Memang, sebagian orang yang divaksinasi mengalami reaksi lokal seperti nyeri, bengkak, atau kemerahan di area suntikan, serta rasa lelah dan pegal otot setelah disuntik. Walau terasa tidak nyaman, tetapi reaksi ini bukanlah tanda bahaya, justru menunjukkan bahwa sistem kekebalan tubuh sedang bekerja dan merespons vaksin.
7. Apakah vaksinasi HPV pada remaja mendorong perilaku seksual bebas?
Banyak sekali orang tua yang mempertanyakan hal ini, bahkan mempercayainya. Namun, jawaban dari bukti ilmiah yang adalah: tidak!

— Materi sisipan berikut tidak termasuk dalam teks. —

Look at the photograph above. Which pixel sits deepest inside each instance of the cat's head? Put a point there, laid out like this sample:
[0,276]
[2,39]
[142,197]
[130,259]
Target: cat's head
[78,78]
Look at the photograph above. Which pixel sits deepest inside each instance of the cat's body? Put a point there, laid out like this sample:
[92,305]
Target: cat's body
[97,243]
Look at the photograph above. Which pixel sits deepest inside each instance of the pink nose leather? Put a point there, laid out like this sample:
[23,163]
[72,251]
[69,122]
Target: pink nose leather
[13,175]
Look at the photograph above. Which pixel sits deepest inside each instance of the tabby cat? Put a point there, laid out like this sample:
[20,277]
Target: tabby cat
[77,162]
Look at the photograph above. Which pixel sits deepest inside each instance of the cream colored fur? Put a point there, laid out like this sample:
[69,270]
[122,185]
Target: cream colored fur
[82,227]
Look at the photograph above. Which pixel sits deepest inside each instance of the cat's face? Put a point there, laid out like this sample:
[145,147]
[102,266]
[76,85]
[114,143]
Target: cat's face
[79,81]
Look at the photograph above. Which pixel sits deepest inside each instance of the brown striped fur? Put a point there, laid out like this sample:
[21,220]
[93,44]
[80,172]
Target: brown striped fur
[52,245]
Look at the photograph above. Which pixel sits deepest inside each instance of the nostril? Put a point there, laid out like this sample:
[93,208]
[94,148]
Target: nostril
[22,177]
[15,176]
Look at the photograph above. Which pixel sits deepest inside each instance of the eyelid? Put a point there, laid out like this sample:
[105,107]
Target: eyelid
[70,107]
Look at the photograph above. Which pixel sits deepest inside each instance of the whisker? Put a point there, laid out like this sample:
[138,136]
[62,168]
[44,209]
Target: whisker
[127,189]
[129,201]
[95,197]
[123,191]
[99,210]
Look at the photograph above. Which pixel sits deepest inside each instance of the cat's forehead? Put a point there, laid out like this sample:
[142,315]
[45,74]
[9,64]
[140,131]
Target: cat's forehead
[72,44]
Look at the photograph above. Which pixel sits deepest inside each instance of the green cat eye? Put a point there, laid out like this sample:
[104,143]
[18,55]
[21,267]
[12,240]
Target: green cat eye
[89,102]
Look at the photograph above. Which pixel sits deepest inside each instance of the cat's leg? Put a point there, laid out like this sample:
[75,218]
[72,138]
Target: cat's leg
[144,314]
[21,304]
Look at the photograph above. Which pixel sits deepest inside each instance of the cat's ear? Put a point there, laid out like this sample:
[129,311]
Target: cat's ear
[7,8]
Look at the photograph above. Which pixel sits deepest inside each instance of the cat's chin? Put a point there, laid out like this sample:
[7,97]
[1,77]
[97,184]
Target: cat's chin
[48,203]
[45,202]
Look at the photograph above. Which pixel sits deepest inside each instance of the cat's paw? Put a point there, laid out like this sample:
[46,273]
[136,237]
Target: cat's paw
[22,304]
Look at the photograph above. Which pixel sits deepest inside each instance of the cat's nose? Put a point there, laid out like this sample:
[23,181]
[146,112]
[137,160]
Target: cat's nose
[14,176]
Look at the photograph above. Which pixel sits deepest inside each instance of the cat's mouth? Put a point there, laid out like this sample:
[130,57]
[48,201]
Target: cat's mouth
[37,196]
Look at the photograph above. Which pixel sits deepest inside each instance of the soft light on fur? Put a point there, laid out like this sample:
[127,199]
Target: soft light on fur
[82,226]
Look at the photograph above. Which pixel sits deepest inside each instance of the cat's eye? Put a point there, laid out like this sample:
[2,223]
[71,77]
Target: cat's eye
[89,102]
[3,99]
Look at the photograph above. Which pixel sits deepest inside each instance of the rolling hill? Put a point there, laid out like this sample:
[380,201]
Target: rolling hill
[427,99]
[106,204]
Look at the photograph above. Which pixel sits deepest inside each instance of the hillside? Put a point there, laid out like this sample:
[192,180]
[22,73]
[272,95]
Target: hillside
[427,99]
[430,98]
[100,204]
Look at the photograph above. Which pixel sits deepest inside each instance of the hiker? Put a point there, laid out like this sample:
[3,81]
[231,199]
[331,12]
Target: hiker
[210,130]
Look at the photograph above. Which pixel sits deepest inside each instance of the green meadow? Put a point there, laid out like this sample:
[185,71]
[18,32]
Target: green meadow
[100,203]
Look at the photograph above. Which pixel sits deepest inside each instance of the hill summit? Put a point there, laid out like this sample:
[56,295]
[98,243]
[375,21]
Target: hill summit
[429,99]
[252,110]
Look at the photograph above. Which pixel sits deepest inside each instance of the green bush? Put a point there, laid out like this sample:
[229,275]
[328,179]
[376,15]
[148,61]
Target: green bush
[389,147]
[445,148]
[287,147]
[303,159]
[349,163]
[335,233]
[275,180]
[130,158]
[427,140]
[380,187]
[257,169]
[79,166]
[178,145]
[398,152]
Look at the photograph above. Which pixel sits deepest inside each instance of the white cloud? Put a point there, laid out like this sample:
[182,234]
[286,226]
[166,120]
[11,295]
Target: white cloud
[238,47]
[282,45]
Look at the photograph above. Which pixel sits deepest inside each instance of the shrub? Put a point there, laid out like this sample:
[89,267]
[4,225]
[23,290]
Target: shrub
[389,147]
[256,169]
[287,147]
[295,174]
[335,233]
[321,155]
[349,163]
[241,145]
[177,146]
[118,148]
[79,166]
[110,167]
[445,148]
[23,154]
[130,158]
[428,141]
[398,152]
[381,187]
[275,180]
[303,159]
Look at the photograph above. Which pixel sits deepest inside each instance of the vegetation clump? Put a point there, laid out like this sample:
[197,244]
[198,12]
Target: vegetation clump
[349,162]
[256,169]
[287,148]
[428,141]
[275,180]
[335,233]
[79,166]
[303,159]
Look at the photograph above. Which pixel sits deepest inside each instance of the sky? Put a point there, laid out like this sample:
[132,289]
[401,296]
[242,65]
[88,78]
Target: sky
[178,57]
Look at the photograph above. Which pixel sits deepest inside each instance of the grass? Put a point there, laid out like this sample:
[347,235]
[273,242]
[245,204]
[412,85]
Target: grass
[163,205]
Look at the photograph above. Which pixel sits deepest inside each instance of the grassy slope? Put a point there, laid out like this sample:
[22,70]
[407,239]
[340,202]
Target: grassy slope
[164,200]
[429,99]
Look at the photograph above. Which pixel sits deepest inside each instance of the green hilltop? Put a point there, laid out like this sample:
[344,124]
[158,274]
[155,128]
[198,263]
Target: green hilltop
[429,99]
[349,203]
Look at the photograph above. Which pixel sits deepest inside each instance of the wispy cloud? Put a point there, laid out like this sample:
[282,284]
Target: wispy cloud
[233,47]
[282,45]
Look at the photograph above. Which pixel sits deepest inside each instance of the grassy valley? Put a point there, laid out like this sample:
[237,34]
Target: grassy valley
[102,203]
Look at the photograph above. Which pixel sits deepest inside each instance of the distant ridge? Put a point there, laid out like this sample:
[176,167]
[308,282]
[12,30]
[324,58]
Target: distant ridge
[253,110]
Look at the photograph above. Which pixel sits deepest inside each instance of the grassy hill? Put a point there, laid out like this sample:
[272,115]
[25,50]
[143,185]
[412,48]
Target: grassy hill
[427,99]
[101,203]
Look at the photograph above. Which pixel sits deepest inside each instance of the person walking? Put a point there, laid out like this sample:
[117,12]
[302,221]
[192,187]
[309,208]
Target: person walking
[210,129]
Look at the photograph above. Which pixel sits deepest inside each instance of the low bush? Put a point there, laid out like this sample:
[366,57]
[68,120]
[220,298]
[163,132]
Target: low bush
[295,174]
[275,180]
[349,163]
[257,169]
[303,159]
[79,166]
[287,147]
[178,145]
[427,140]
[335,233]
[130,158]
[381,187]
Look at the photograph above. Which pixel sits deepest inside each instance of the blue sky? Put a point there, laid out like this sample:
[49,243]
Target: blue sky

Sejumlah penelitian peer-review telah meneliti apakah pemberian vaksin HPV pada remaja memengaruhi perilaku seksual mereka. Hasilnya konsisten, bahwa vaksinasi tidak membuat remaja lebih cepat aktif secara seksual, tidak menambah jumlah pasangan, dan tidak meningkatkan perilaku berisiko dibandingkan mereka yang tidak divaksinasi.
Sebuah tinjauan sistematis yang dipublikasikan dalam jurnal Human Vaccines & Immunotherapeutics tahun 2016 menganalisis data dari 20 studi dengan lebih dari 500.000 peserta. Kesimpulannya, remaja yang divaksinasi tidak berbeda perilakunya dari yang tidak divaksinasi. Bahkan, beberapa studi menemukan bahwa perempuan yang divaksinasi justru memiliki lebih sedikit pasangan seksual dibanding mereka yang tidak divaksinasi.
Vaksin HPV bukanlah tentang perilaku, melainkan tentang perlindungan dan pencegahan. Bahkan jika hanya memiliki satu pasangan seumur hidup, kamu tetap bisa terinfeksi HPV dan berisiko mengalami kanker yang sebenarnya dapat dicegah. Nah, vaksinasi secara signifikan menurunkan risiko tersebut.